I've been playing around with Scalaz to get a little bit of the haskell feeling into scala. To understand how things work in scala I started implementing various algebraic structures myself and came across a behavior that has been mentioned by the Scalaz folks.

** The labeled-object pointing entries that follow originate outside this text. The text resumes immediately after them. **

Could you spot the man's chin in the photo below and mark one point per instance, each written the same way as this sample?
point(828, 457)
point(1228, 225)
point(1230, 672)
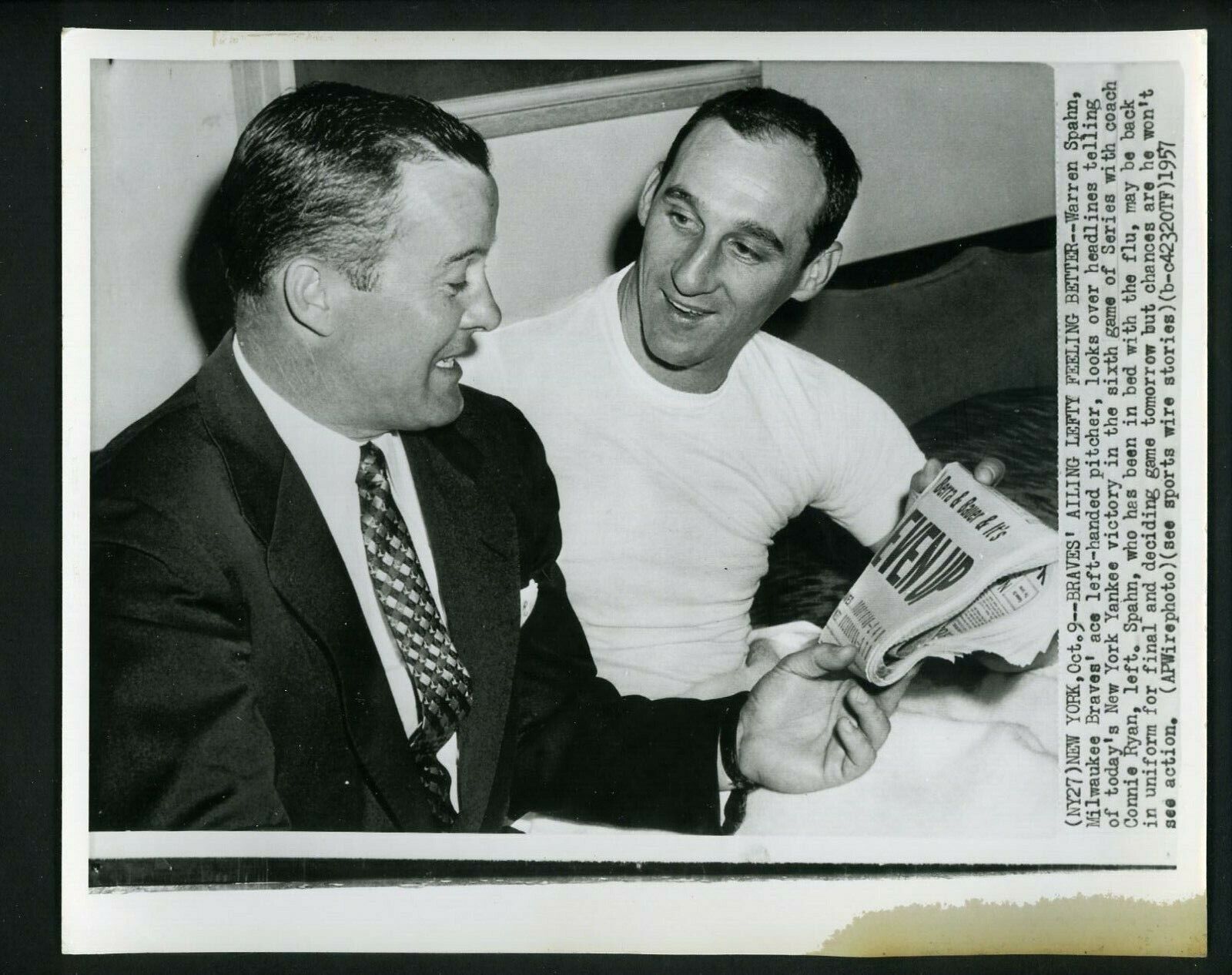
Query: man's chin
point(440, 410)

Here is my example code which implements a functor:

trait Functor[M[_]] {
  def fmap[A, B](a: M[A], b: A => B): M[B]
}

sealed abstract class Foo[+A]
case class Bar[A]() extends Foo[A]
case class Baz[A]() extends Foo[A]

object Functor {

  implicit val optionFunctor: Functor[Option] = new Functor[Option]{
    def fmap[A, B](a: Option[A], b: A => B): Option[B] = a match {
      case Some(x) => Some(b(x))
      case None => None
    }   
  }

  implicit val fooFunctor: Functor[Foo] = new Functor[Foo] {
    def fmap[A, B](a: Foo[A], b: A => B): Foo[B] = a match {
      case Bar() => Bar()
      case Baz() => Baz()
    }   
  }
}

object Main {
  import Functor._

  def some[A](a: A): Option[A] = Some(a)
  def none[A]: Option[A] = None

    def fmap[M[_], A, B](a: M[A])(b: A => B)(implicit f: Functor[M]): M[B] =
      f.fmap(a, b)

  def main(args: Array[String]): Unit = { 
    println(fmap (some(1))(_ + 1)) 
    println(fmap (none)((_: Int) + 1)) 
    println(fmap (Bar(): Foo[Int])((_: Int) + 1))                                                    
  }
}

I wrote a functor instance for Option and a bogus sumtype Foo. The problem is that scala cannot infer the implicit parameter without an explicit type annotation or a wrapper method

def some[A](a: A): Option[A] = Some(a)

println(fmap (Bar(): Foo[Int])((_: Int) + 1))

Scala infers types like Functor[Bar] and Functor[Some] without those workarounds.

Why is that? Could anyone please point me to the section in the language spec that defines this behavior?